To cloud or not to cloud, that is the question facing virtually every pharmaceutical and medical device company around. Cloud applications have many well-known advantages over traditional on-premises applications: reduced time to benefit, lower costs, scalability, integration, faster upgrade cycles, and ease-of-use.
But companies that operate in a GxP environment have unique concerns around data, security, and validation that often prevent them from transitioning to cloud applications. Here, we address those concerns in a brief interview with Sparta Systems’ with Bruce Kratz (CTO) and Jon Ragati (Manager of Global SaaS Delivery).
Q: Can you explain the basics of cloud computing?
BK: On the most basic level, cloud computing refers to using “virtualized servers” distributed over the Internet to store, access and manage data instead of on physical servers inside corporate network infrastructures. The common deployment patterns of cloud computing are single and multi-tenant.
The single-tenant cloud is an architecture in which a single instance of a software solution and supporting infrastructure is “hosted” on servers in the cloud for one customer. In this situation, one company has its own instance of a solution so there is no shared resourcing. The tenant is the only company able to access the software. This is a similar model to on-premise in that it is one singular system with software installed and the company is the only one accessing it. While the customer does benefit from not having to manage the solution directly or worry about the hardware involved, that solution often cannot provide the economies of scale that multi-tenant deployments can provide.
The multi-tenant cloud is an architecture in which a single instance of software serves multiple customers. In the multi-tenant cloud, many customers are sharing computing resources and storage, and running on the same application, but the data of each software instance is protected by definitive access points and security features. Since resources are shared and maintained externally, the cost to each tenant is reduced.

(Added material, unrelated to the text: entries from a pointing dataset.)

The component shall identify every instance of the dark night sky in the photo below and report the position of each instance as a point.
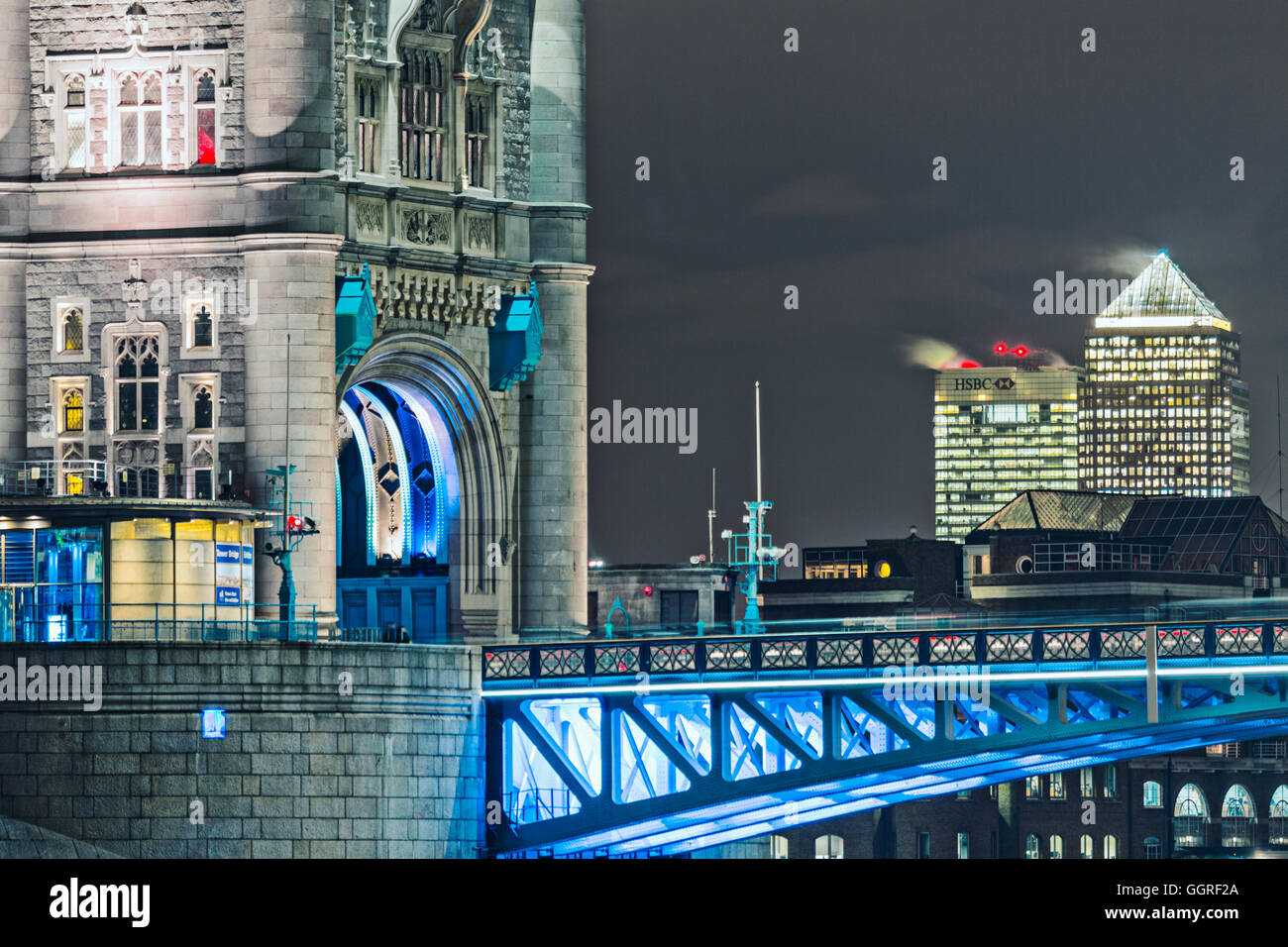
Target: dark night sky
(812, 169)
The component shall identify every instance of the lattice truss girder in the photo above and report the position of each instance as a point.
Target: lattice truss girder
(610, 766)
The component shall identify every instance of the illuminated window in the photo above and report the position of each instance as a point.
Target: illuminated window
(1153, 795)
(73, 410)
(72, 330)
(828, 847)
(1086, 783)
(204, 106)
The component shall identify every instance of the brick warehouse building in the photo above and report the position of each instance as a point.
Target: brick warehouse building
(181, 182)
(1224, 800)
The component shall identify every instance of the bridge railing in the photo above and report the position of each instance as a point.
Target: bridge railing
(170, 622)
(872, 651)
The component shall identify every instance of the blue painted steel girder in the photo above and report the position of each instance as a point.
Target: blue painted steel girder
(713, 806)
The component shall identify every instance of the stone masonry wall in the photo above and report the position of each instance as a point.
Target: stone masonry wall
(395, 770)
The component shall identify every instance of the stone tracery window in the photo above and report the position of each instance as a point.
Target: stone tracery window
(140, 119)
(137, 376)
(73, 410)
(198, 394)
(478, 165)
(75, 112)
(73, 330)
(141, 107)
(368, 91)
(423, 118)
(205, 116)
(69, 423)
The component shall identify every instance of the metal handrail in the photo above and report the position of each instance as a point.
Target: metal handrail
(211, 622)
(875, 651)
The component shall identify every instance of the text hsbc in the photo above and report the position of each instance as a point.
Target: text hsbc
(970, 384)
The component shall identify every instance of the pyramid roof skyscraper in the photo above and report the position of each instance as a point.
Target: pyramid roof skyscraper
(1162, 295)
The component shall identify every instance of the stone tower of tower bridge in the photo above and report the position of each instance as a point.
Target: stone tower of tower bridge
(246, 154)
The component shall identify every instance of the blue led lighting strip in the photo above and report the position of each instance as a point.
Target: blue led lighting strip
(369, 475)
(400, 462)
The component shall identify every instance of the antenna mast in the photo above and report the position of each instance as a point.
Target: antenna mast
(711, 519)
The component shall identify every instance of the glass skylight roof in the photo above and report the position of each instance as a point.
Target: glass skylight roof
(1162, 295)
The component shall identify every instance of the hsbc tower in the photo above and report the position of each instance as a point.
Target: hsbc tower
(1001, 431)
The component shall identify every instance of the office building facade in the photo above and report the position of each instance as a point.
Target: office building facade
(999, 432)
(1162, 408)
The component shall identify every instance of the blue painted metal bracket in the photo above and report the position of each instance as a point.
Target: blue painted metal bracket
(514, 341)
(355, 318)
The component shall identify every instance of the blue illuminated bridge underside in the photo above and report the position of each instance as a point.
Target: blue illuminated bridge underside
(682, 744)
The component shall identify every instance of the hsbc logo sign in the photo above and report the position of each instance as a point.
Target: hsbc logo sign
(973, 384)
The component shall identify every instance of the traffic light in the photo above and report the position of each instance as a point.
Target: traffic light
(300, 525)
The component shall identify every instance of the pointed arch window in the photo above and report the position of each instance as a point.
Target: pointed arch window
(75, 116)
(1153, 795)
(202, 328)
(423, 115)
(202, 408)
(368, 91)
(205, 115)
(140, 119)
(137, 373)
(73, 330)
(73, 411)
(478, 165)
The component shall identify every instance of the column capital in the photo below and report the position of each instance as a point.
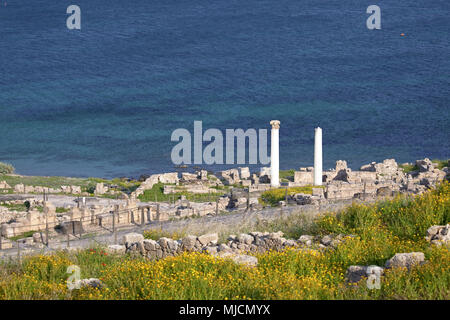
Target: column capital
(275, 124)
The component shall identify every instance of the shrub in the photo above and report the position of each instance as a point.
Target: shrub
(273, 196)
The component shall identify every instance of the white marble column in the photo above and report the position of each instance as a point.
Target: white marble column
(274, 154)
(318, 156)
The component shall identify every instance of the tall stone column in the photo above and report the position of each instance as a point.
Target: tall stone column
(318, 156)
(274, 154)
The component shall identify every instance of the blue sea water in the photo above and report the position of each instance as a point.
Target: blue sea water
(103, 101)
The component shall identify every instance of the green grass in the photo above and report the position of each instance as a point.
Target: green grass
(21, 207)
(379, 231)
(157, 194)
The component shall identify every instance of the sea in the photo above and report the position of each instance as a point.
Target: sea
(104, 100)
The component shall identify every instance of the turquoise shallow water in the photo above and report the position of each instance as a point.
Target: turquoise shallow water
(104, 101)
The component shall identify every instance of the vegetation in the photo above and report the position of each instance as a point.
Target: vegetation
(156, 193)
(413, 167)
(287, 175)
(440, 163)
(21, 207)
(378, 232)
(408, 167)
(273, 196)
(6, 168)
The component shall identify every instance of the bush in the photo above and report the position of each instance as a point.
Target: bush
(6, 168)
(272, 197)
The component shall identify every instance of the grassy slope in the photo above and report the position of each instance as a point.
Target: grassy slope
(381, 231)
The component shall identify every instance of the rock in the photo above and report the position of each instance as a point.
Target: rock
(37, 237)
(245, 238)
(131, 238)
(354, 274)
(405, 260)
(276, 235)
(245, 260)
(424, 165)
(116, 249)
(211, 250)
(305, 239)
(326, 240)
(72, 227)
(384, 192)
(100, 189)
(224, 247)
(19, 188)
(92, 282)
(151, 245)
(439, 234)
(208, 238)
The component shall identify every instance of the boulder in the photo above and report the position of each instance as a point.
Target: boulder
(208, 238)
(354, 274)
(116, 249)
(424, 165)
(150, 245)
(189, 242)
(131, 238)
(439, 234)
(245, 238)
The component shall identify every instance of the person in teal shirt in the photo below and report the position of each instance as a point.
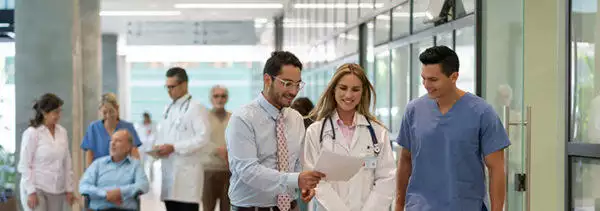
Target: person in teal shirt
(448, 137)
(97, 137)
(113, 183)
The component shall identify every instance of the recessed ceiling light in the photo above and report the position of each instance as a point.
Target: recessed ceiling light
(337, 5)
(140, 13)
(229, 6)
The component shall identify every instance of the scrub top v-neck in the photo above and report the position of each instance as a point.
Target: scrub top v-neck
(448, 152)
(97, 138)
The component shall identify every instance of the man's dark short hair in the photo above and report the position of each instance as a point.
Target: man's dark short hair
(279, 59)
(442, 55)
(178, 73)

Q: What are some of the major challenges for regulated companies to use a cloud-based quality management software solution?
BK: Cloud-based solutions across the enterprise are rapidly becoming more acceptable. Some reasons include their ability to provide the required level of security that companies need to keep their data safe. For Life sciences IT and quality professionals, mitigating risks and avoiding new ones is top priority. Cloud-computing models are well accepted across many industries with proven security models and high reliability, and it is becoming a viable option for life sciences enterprises.
Another major challenge is validation of QMS systems is still widely misunderstood among life sciences professionals. The data with some of the highest concerns for risk in cloud environments includes records pertaining to quality systems in pharmaceutical and device manufacturing. Company requirements in these industries are extremely tight on computer system validation due to the need to stand up to the rigor of regulators.
Life sciences companies are used to owning the controls that govern their systems, controlling the pace of upgrades, and running extensive validation cycles on those upgrades, which are often many months in length. This is a very different concept in the cloud computing delivery model, which favors frequent releases of new features across all customers at a pace controlled by the software vendor.
Q: What are some of the benefits of Cloud Computing?
BK: Quality Management Systems are able to leverage the successes of other cloud-based application deployments that have transitioned successfully to the cloud. Innovative vendors have taken new approaches towards validation that not only meet the requirements but in many ways, provides a higher quality output. They have removed the burden of managing validation processes across a multi-tenant system and turned it into an asset by taking advantage of automation techniques that streamline the execution process.
Q: What is Automated Validation?
JR: Automated validation takes what is traditionally a one-time event that happens at the end of a major software or process upgrade and turn it into an ongoing, every-day process that ensures a system that is “continuously validated”—always being evaluated against a known set of outputs.